Family and friends help buffer the negative effects of experiencing conflict, says Sheldon Cohen, a psychoneuro-immunologist at Carnegie Mellon University who studies how social networks mitigate stress. In 2014, Cohen and colleagues published research showing that healthy adults with strong social support—people who regularly received hugs—were less likely to succumb to the common cold.

“Our bodies change our minds, and our minds can change our behavior, and our behavior can change our outcomes.”

–Amy Cuddy, social psychologist at Harvard University

5. Pop A Pill

No medication completely blocks stress—we wouldn’t want it to. But treatments exist for severe stress-related dis­orders, including drugs that inhibit brain chemicals in patients with depression and tranquilizers that reduce anxiety. And a clinical trial on choline­sterase inhibitor, a chemical that may make the brain more plastic and thus able to learn better stress responses, is underway at Harvard University.

6. Walk Away

It’s not a good idea to avoid your problems, but a short break can help manage stress. A 2013 study from the University of Toronto showed that college-age test subjects who purposely shifted their attention away from the pressures of work, school, and family were more adept at coping, compared with those who pretended their stress would simply disappear on its own.

7. Strike A Pose

Your posture might influence how you experience stress. Researchers at Columbia University found that people who stood or sat for just two minutes in expansive positions—with arms and legs taking up more room—had lower levels of cortisol and higher levels of testosterone compared to those who held guarded poses. They also felt more powerful.

8. Crack A Joke

A good laugh feels cathartic and that may not be a coincidence. Scientists are still learning how humor may help people cope with stress, but they do know that laughter boosts heart rates, breath rates, and oxygen consumption, and helps you relax. There is also some evidence that laughter may affect stress-related hormones. Researchers from Loma Linda University, for example, have found that elderly test subjects have lower cortisol levels in their saliva after watching humorous videos.
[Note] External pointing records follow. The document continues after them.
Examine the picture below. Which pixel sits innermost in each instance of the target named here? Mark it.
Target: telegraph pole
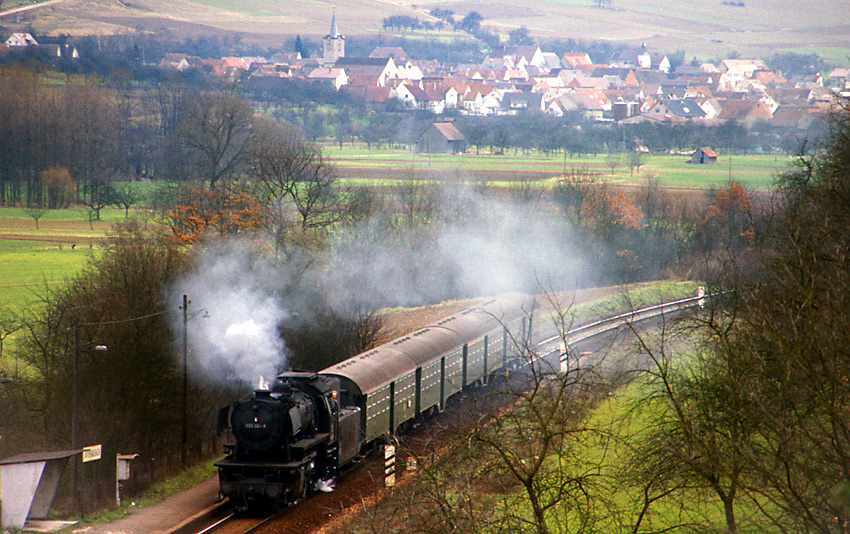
(184, 421)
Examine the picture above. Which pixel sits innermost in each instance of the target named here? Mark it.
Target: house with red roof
(441, 138)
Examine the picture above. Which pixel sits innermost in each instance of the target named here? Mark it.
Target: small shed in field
(441, 138)
(704, 155)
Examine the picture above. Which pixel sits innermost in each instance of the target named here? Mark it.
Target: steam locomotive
(294, 438)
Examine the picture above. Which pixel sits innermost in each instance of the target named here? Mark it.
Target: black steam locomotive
(294, 438)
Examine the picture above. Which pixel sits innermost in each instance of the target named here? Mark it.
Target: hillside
(706, 29)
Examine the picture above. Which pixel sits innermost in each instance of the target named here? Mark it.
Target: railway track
(366, 482)
(234, 523)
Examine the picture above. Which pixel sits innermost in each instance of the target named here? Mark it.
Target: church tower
(334, 43)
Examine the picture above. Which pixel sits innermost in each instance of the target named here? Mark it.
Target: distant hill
(708, 29)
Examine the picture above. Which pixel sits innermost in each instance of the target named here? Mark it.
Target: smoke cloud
(483, 247)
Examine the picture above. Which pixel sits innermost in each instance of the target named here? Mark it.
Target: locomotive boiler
(289, 440)
(295, 437)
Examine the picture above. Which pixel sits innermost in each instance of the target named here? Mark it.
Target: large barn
(704, 155)
(441, 138)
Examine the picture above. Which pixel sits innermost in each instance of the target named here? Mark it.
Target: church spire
(334, 47)
(334, 34)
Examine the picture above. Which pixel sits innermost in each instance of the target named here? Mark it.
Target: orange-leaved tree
(199, 211)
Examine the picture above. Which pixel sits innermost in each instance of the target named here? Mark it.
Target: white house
(21, 39)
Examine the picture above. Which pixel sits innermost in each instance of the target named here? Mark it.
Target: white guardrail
(610, 323)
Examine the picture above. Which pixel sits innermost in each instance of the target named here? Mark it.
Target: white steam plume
(232, 328)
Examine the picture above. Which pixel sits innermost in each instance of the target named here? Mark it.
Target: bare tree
(125, 195)
(700, 438)
(415, 200)
(35, 213)
(216, 129)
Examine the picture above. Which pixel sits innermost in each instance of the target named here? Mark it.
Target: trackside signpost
(92, 453)
(389, 466)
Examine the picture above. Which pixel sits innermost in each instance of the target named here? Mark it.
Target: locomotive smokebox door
(222, 422)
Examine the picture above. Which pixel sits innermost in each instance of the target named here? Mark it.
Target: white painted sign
(92, 453)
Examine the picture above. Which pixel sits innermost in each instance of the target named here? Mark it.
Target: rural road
(28, 8)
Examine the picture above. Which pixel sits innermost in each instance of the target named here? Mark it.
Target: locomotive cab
(286, 442)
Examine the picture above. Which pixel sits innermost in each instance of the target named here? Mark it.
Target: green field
(359, 166)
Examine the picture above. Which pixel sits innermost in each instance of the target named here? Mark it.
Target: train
(295, 437)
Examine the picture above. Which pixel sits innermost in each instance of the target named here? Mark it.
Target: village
(634, 86)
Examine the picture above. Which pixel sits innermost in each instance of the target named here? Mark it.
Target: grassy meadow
(359, 166)
(708, 30)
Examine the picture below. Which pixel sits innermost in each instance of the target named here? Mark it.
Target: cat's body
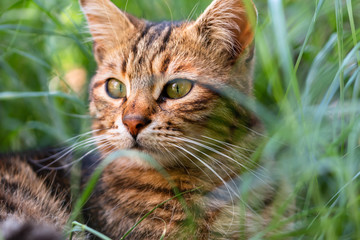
(160, 89)
(33, 205)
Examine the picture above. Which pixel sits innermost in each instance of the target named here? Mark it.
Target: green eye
(178, 88)
(115, 88)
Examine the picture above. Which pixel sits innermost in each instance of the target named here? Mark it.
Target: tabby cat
(160, 89)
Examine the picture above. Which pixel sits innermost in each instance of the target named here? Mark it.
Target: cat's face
(156, 88)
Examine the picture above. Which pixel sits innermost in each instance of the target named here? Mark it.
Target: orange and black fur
(161, 89)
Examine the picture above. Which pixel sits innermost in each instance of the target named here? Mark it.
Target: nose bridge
(137, 113)
(139, 105)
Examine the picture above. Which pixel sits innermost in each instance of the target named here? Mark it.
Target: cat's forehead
(158, 51)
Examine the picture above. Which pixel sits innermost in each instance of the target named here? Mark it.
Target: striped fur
(203, 141)
(32, 205)
(190, 137)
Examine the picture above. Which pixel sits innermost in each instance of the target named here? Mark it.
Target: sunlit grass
(307, 88)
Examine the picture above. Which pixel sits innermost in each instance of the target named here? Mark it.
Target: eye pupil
(115, 88)
(178, 88)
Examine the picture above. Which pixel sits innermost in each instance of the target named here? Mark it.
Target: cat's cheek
(124, 139)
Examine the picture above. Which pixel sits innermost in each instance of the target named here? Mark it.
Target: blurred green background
(307, 82)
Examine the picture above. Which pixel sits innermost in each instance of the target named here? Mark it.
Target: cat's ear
(227, 24)
(109, 26)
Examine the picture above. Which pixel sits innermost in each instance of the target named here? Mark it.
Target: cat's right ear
(109, 26)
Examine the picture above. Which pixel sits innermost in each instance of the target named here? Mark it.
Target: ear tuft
(227, 24)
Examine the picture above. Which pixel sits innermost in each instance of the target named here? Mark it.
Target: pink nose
(135, 123)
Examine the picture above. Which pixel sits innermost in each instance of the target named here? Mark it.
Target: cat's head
(157, 84)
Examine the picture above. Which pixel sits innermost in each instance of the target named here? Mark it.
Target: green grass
(307, 86)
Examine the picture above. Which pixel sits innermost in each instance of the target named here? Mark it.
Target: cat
(160, 89)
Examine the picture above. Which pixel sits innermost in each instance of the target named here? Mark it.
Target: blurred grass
(307, 77)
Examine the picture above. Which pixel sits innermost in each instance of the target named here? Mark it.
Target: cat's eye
(115, 88)
(178, 88)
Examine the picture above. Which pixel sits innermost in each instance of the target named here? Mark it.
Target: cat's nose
(135, 123)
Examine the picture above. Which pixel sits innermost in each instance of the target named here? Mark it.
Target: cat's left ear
(109, 26)
(227, 25)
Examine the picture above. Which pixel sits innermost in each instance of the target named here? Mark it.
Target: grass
(307, 87)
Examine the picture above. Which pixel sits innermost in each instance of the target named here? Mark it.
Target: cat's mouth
(137, 147)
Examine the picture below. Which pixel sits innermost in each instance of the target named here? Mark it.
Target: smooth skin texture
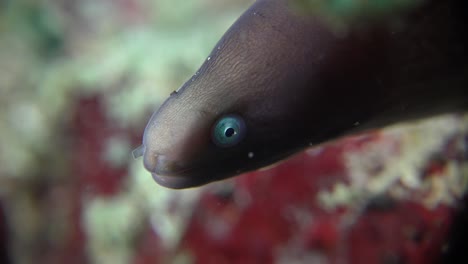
(295, 82)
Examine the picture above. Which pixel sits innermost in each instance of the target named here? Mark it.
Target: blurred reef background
(80, 79)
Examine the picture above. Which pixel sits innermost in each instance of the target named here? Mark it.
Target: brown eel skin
(286, 81)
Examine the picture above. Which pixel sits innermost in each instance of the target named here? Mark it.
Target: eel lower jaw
(173, 182)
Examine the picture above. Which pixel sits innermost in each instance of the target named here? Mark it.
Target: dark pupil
(229, 132)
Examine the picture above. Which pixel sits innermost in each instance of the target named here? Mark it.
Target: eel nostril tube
(138, 152)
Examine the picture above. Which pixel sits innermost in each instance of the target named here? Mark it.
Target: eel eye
(228, 131)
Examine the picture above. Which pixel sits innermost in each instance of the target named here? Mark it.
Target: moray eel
(279, 81)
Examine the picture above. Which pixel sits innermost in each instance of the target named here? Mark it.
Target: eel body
(279, 81)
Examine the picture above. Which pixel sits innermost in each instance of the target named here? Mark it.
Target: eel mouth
(173, 182)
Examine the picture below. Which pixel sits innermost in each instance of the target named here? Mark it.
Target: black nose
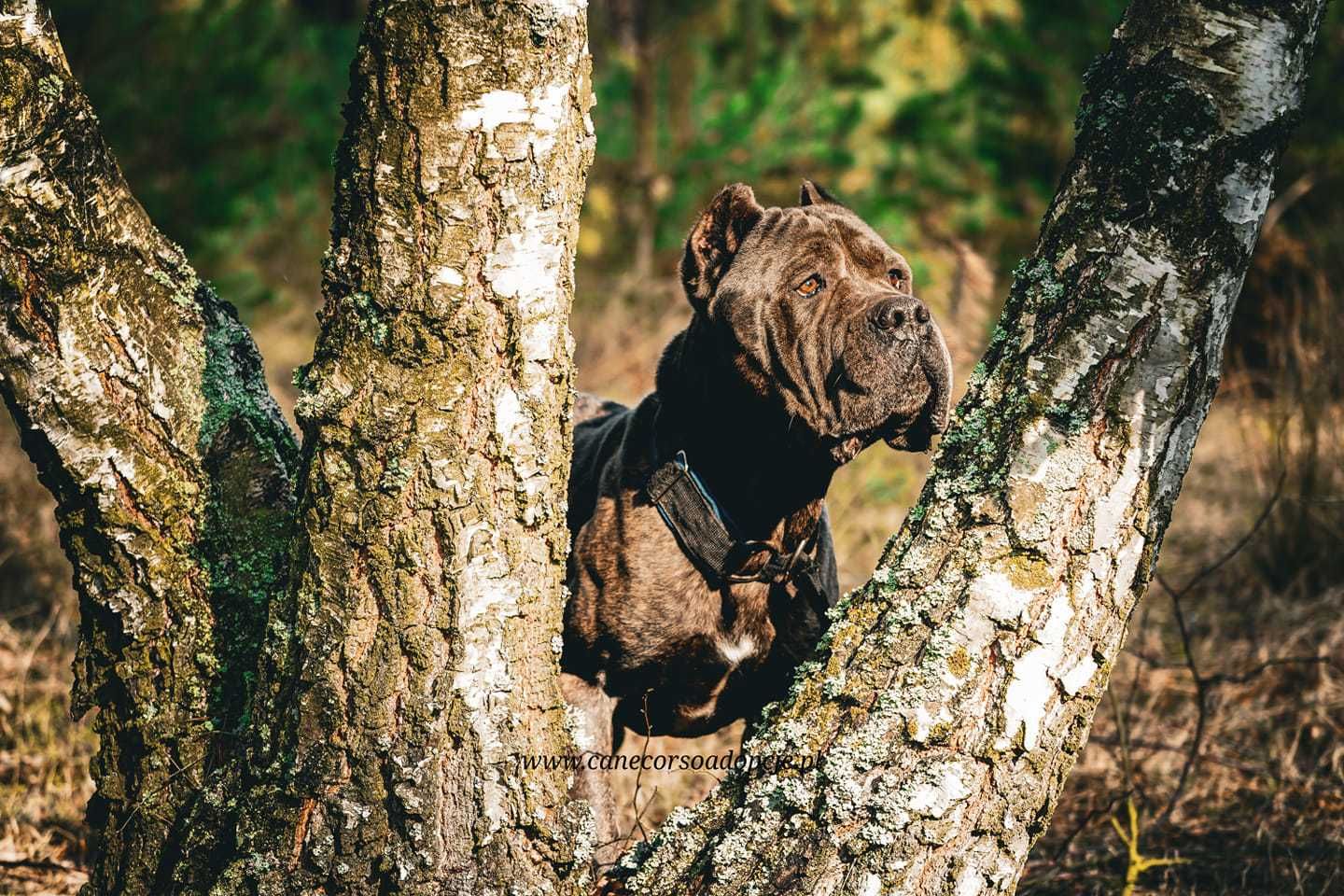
(901, 312)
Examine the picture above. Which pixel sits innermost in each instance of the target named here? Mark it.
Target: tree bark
(431, 539)
(408, 645)
(141, 400)
(953, 692)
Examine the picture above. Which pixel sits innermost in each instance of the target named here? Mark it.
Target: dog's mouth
(902, 431)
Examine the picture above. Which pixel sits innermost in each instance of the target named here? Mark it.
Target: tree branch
(436, 446)
(140, 399)
(953, 692)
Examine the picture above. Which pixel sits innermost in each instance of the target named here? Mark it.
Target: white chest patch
(735, 651)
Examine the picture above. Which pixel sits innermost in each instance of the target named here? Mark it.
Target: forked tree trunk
(430, 550)
(410, 638)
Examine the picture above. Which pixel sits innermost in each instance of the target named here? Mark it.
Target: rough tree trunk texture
(414, 648)
(430, 553)
(956, 688)
(141, 400)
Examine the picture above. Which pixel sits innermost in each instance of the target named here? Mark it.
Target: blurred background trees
(944, 122)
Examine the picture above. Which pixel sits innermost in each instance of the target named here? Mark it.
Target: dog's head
(821, 318)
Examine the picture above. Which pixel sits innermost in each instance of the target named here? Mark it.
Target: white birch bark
(956, 688)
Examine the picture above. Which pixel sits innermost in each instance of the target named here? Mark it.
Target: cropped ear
(815, 193)
(715, 239)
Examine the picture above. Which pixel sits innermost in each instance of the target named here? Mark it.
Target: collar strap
(700, 528)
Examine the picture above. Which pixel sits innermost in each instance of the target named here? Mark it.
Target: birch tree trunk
(141, 400)
(431, 539)
(414, 648)
(955, 691)
(406, 647)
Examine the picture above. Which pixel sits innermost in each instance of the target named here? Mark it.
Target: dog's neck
(767, 480)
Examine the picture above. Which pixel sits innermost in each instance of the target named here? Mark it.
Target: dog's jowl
(702, 562)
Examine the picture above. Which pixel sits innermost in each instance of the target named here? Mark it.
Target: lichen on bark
(143, 404)
(429, 560)
(953, 691)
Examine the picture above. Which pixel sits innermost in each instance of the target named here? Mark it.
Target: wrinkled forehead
(824, 230)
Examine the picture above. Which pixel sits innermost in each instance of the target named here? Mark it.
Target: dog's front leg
(593, 711)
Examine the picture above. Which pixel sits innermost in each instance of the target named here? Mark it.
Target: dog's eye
(811, 287)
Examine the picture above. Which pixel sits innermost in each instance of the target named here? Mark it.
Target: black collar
(705, 534)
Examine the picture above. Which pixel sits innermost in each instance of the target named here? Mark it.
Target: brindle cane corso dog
(702, 560)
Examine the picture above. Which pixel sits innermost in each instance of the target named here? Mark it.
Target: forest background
(945, 124)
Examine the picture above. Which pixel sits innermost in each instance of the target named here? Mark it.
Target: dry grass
(1261, 812)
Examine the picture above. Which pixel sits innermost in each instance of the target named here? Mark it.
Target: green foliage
(223, 117)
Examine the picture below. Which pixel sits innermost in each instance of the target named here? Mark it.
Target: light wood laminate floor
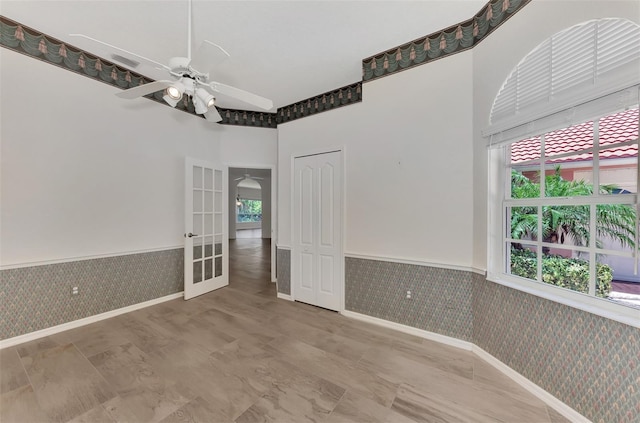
(241, 355)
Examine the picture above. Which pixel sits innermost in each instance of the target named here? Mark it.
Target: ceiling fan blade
(129, 60)
(244, 96)
(145, 89)
(208, 56)
(212, 115)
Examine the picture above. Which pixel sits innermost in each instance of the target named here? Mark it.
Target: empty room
(324, 211)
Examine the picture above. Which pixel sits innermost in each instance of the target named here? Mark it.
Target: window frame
(499, 234)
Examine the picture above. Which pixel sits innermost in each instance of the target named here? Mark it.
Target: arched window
(563, 142)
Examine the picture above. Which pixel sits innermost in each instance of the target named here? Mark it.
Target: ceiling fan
(188, 75)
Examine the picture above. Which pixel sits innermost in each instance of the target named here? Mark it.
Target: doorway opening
(251, 216)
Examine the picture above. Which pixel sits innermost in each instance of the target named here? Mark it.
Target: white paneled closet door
(317, 274)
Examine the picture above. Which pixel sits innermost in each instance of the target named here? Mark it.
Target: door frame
(274, 205)
(343, 198)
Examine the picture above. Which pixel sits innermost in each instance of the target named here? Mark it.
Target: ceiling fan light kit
(190, 77)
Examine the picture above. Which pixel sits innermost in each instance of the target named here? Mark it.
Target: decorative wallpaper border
(452, 40)
(330, 100)
(30, 42)
(437, 45)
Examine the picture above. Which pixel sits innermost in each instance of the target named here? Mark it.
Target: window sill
(598, 306)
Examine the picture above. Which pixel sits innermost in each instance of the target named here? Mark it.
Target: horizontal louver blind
(576, 65)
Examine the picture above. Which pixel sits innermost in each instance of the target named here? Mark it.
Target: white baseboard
(531, 387)
(10, 342)
(285, 297)
(454, 342)
(534, 389)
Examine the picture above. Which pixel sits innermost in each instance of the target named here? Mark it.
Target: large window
(563, 170)
(249, 210)
(569, 207)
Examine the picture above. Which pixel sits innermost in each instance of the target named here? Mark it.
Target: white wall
(497, 55)
(85, 173)
(408, 155)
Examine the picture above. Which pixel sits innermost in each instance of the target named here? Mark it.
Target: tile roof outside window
(614, 129)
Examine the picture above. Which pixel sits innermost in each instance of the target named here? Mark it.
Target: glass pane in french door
(217, 221)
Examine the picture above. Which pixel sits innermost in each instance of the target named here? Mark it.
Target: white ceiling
(283, 50)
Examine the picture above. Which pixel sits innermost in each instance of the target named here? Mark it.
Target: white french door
(206, 260)
(317, 275)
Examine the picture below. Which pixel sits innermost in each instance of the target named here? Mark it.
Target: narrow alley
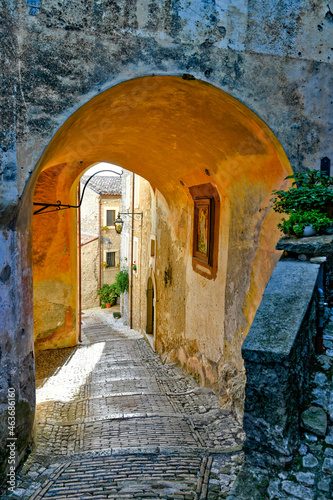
(114, 422)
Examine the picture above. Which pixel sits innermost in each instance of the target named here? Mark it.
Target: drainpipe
(100, 244)
(319, 342)
(80, 283)
(132, 241)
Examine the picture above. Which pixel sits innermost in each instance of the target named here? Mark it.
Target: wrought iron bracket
(61, 206)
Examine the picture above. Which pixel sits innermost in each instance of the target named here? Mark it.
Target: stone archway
(176, 133)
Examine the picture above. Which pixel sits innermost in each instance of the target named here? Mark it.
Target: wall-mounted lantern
(118, 223)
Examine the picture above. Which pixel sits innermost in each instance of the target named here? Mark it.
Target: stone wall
(278, 353)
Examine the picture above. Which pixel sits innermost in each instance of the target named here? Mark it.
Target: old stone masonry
(115, 423)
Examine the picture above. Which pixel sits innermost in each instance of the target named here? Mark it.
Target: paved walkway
(113, 422)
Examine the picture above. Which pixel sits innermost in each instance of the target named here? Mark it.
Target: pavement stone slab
(113, 421)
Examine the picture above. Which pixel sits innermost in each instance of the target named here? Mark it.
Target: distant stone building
(100, 244)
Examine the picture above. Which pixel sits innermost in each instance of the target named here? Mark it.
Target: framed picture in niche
(202, 229)
(206, 217)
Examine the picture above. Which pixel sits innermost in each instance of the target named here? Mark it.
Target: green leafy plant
(122, 281)
(298, 220)
(108, 294)
(309, 202)
(309, 192)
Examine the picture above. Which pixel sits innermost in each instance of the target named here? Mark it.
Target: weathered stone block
(277, 353)
(314, 419)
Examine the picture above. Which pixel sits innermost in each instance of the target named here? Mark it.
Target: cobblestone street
(114, 422)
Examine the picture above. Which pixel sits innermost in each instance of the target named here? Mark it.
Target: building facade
(100, 244)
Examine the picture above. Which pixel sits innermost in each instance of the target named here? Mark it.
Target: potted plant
(308, 203)
(108, 294)
(122, 281)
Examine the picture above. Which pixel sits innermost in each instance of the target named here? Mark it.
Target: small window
(110, 217)
(111, 259)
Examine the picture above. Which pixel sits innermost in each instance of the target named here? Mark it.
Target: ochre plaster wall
(55, 261)
(201, 323)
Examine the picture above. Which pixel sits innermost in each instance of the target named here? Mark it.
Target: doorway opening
(150, 311)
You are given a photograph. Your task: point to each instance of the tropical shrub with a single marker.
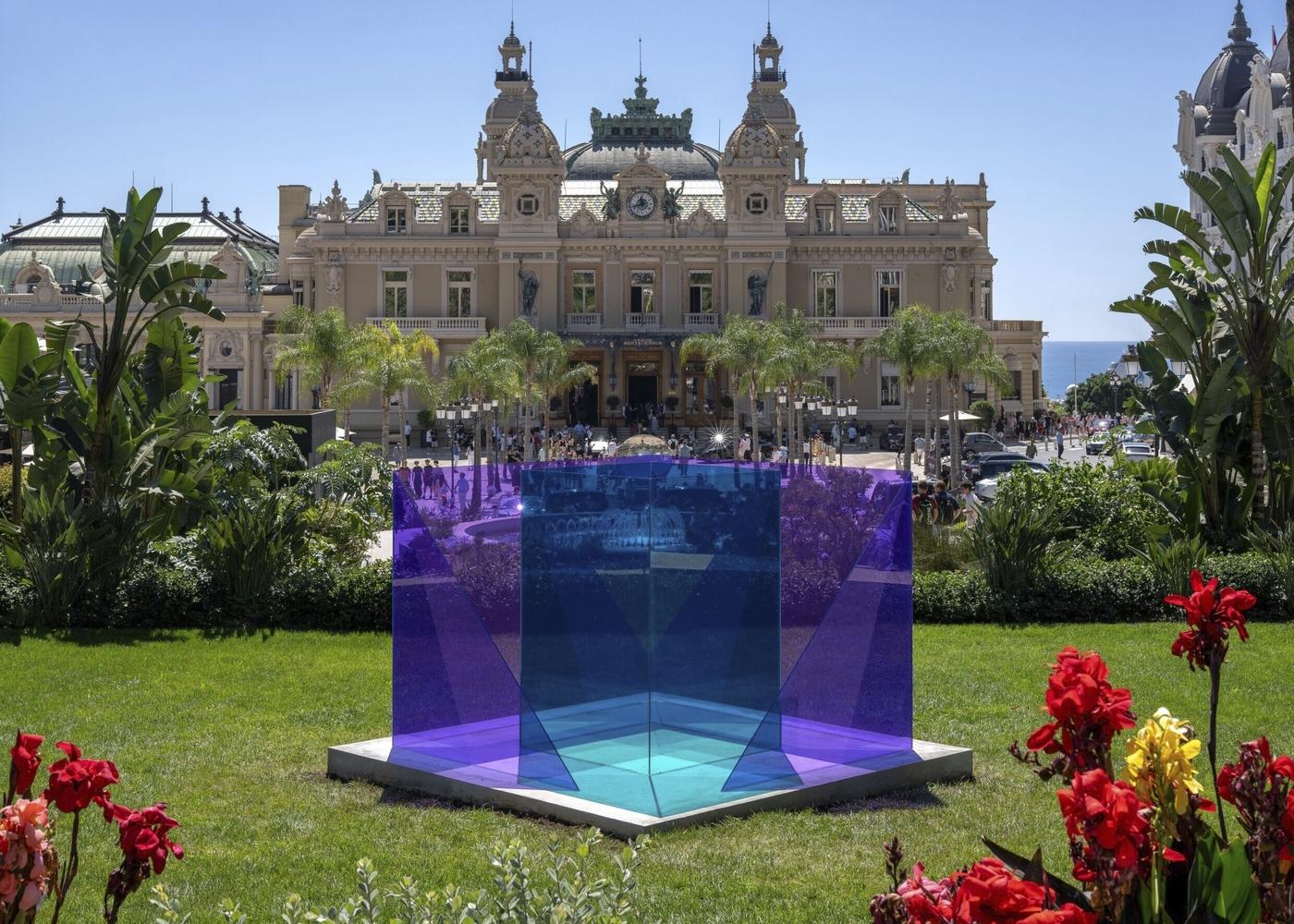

Humor may also be helpful for those in high-stress jobs. A 2013 study of 179 firefighters by psychologists at Indiana University and Purdue University suggested that humor buffers the effects of burnout and post-traumatic stress disorder. The type of humor may matter, too. In 2012, research by Shino Takaoka, a clinical psychologist at Kwansei Gakuin University in Japan, found that self-deprecating humor may be better at alleviating stress in women, while aggressive humor may have a negative impact on mental health in men.

9. Feed Your Microbiome

The microbes that live in and on our body—collectively called the microbiome—seem to play an intriguing role in human health, influencing ailments from chronic skin rashes to diabetes. A growing body of research suggests the microbiome may also affect mood and behavior. Separating a rat from her pups, for example, can lead to changes in intestinal flora as well as anxious behavior, and there is evidence that animals with low levels of gut microbe diversity have an overactive stress response in the brain.

Eventually, such work may lead to microbe-boosting cocktails for stress-related ailments such as depression or irritable bowel syndrome. But John Cryan, a neuroscientist at University College Cork in Ireland who is studying the microbiome, says calming probiotic smoothies aren’t yet on the horizon. “There are so few human studies right now,” he says. “The food companies aren’t paying for them. And the neuroscientists are slow to move into this field.”